1. Most Thais know two phrases: "Hello!" and "Where you go?" You will hear those two phrases so many times you will dream of creative ways to murder the next person that says them to you.

2. If they know more phrases than the above two, they will use them. Even in passing or while you are walking away and with no context, just to prove to you that they can. 
If they do not know more, they will begin speaking to you in Thai and expect you to understand anyway.

3. If you are in a restaurant and cannot name something you want to eat, you will be brought a menu. 4 times out of 5, it will be in Thai and the server will expect you to be able to read it, as they might point to things that you should think are desirable.

Concerning schools:

1. Read number one Concerning language.

2. If the kids know you do not know Thai, they will then try to only speak to you in Thai. When you respond that they should be speaking English, they will say "Teacher! Sa-peak THAI!" 
If it is not a game, Thai kids do not care about it. They will then ask for the entire class time, "Teacher! Next week, game?"

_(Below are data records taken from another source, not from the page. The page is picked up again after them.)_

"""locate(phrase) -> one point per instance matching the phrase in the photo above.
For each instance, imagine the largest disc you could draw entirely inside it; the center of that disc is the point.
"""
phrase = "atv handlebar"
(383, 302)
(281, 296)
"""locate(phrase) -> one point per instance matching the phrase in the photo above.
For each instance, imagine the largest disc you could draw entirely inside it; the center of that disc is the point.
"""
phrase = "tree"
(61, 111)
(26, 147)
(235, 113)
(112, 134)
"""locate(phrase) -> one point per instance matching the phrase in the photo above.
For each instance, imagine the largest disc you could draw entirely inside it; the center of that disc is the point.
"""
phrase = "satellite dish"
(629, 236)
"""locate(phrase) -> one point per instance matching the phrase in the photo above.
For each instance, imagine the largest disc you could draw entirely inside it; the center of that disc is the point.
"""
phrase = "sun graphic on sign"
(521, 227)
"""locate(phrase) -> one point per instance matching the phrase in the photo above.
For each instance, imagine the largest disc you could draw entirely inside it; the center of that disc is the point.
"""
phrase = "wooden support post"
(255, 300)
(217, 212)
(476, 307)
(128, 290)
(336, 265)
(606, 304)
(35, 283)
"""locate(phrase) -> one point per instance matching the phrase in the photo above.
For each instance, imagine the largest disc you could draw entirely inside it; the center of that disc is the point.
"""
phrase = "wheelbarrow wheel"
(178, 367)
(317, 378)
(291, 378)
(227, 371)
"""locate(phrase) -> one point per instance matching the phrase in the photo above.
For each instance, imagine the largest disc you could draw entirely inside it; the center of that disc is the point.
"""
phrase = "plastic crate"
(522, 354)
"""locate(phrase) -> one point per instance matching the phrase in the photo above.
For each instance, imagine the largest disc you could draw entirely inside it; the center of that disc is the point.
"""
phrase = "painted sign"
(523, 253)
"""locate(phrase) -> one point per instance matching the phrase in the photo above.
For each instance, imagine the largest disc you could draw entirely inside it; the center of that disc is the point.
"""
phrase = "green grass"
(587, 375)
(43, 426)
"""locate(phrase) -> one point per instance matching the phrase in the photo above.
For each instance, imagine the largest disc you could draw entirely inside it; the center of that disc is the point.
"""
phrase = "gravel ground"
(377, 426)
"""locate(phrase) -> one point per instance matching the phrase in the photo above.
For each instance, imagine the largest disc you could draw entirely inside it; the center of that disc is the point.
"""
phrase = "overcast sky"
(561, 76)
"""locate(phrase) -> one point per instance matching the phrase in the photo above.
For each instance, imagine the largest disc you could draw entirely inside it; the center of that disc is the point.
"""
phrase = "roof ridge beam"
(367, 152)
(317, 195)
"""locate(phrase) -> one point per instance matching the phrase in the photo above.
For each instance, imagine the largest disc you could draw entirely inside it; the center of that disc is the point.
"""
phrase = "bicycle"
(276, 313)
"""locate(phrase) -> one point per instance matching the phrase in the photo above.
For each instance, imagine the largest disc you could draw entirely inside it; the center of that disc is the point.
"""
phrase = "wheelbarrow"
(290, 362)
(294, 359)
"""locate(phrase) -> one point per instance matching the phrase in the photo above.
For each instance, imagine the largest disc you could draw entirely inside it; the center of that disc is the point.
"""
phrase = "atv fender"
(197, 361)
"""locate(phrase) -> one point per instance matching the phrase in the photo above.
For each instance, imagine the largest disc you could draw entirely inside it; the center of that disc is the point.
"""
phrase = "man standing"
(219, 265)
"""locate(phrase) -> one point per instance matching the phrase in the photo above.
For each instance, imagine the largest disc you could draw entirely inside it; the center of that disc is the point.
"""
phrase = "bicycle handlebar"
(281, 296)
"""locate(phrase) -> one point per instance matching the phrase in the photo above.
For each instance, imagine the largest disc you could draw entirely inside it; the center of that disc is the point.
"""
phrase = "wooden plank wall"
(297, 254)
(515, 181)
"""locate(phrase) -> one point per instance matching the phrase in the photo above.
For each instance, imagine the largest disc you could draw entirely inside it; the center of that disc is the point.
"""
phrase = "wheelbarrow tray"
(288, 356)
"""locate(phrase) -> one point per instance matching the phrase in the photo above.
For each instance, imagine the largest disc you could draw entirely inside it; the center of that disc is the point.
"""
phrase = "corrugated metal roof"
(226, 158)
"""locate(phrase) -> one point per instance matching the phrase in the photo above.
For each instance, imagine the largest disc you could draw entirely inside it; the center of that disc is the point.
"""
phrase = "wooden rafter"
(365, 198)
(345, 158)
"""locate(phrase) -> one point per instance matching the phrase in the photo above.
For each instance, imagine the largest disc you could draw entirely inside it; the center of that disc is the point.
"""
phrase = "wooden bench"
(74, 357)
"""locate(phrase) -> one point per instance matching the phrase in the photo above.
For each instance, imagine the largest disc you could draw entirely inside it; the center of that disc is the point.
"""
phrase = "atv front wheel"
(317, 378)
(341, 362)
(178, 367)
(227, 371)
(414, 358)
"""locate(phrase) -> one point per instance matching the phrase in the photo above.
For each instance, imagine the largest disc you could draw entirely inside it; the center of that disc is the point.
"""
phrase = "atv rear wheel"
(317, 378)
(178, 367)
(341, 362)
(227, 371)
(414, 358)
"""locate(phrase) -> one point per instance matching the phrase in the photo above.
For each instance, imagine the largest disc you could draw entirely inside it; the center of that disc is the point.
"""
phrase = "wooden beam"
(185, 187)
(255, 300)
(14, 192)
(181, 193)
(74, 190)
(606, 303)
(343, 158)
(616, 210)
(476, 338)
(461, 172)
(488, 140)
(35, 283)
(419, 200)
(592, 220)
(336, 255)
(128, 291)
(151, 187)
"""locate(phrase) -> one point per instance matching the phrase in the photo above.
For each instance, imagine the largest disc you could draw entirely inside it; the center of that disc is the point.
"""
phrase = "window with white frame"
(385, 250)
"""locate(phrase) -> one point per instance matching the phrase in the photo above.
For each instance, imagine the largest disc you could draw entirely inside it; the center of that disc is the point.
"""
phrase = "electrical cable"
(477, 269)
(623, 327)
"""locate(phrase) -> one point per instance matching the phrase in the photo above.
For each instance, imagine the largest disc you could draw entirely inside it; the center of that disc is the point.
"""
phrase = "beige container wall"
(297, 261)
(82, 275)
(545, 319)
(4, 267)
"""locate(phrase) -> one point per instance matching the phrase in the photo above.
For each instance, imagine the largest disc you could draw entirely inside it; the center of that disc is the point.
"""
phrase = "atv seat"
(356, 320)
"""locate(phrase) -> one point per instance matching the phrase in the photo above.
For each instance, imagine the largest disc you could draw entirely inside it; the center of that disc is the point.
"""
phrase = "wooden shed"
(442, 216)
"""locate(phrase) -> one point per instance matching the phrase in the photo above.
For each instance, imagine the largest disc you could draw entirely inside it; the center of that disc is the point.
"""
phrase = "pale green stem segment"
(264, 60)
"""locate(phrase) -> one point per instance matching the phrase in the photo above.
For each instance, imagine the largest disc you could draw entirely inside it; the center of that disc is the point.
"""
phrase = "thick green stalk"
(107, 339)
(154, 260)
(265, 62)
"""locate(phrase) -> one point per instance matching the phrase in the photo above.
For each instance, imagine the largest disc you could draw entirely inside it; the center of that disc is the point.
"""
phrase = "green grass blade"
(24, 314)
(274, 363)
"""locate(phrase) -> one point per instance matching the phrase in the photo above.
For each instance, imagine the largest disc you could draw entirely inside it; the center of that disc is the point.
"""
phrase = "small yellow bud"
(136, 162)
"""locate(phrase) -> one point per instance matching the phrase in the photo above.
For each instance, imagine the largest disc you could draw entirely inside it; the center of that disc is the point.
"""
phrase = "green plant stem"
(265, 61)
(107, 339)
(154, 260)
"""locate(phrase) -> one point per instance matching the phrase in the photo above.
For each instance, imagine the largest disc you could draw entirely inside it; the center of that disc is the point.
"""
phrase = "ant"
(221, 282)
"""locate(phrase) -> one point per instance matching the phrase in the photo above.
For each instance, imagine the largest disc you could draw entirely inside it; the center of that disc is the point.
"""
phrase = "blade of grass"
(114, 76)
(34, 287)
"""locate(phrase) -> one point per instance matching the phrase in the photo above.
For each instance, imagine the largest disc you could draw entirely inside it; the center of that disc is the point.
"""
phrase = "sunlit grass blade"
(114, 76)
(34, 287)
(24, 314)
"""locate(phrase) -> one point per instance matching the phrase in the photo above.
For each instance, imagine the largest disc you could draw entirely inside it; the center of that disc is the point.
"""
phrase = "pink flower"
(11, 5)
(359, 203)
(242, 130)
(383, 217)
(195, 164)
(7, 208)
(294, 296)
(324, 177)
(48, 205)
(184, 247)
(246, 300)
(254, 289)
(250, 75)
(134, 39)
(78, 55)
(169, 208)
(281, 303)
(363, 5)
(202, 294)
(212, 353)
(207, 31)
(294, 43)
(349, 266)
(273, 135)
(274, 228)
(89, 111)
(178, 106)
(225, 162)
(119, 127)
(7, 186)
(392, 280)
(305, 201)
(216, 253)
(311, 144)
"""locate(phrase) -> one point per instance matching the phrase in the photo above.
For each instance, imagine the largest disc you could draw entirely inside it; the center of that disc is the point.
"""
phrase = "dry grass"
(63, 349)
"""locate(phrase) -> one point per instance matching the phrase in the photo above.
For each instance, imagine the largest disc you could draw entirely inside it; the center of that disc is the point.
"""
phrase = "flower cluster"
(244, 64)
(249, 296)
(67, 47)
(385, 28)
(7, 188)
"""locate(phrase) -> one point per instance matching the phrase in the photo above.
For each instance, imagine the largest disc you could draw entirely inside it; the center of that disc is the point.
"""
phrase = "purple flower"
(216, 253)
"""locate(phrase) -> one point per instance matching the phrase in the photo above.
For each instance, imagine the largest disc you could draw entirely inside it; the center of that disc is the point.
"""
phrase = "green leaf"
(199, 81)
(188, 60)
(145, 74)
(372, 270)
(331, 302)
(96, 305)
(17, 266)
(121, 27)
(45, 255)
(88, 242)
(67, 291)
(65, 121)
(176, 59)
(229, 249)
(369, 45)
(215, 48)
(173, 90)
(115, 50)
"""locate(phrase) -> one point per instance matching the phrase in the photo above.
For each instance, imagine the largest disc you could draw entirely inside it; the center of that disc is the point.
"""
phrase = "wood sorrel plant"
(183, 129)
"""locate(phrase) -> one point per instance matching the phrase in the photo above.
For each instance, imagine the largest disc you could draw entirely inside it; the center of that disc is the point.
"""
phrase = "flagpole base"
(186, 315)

3. Copying someone else's schoolwork is to be encouraged. If you don't know the answer yourself, someone else's is good enough. It's not really cheating, it's being helped by a classmate.

4. If you don't understand something, don't you dare say so. Thai teachers will just tell you it doesn't matter, and besides, you can trade those math answers you don't know for your science paper. When in doubt, cheat. 

4. Twenty kids yelling different things at once is an acceptable way to communicate with the teacher.

5. There is almost never a full school week. School is mostly an excuse to have tournaments and celebrations, and cheap (meaning free) labor for frilly decorations with which to impress official, usually government, folk.


Miscellaneous weird shit:

1. Seen in Pai: a two-foot long rat tail.... Dreadlock.

2. Seen in Lamphun: a man walking his birds. Seriously. He had like 6 or 7 bright green and yellow birds, just a a-hoppin' along on the sidewalk as he muttered to them and swept the laggers along.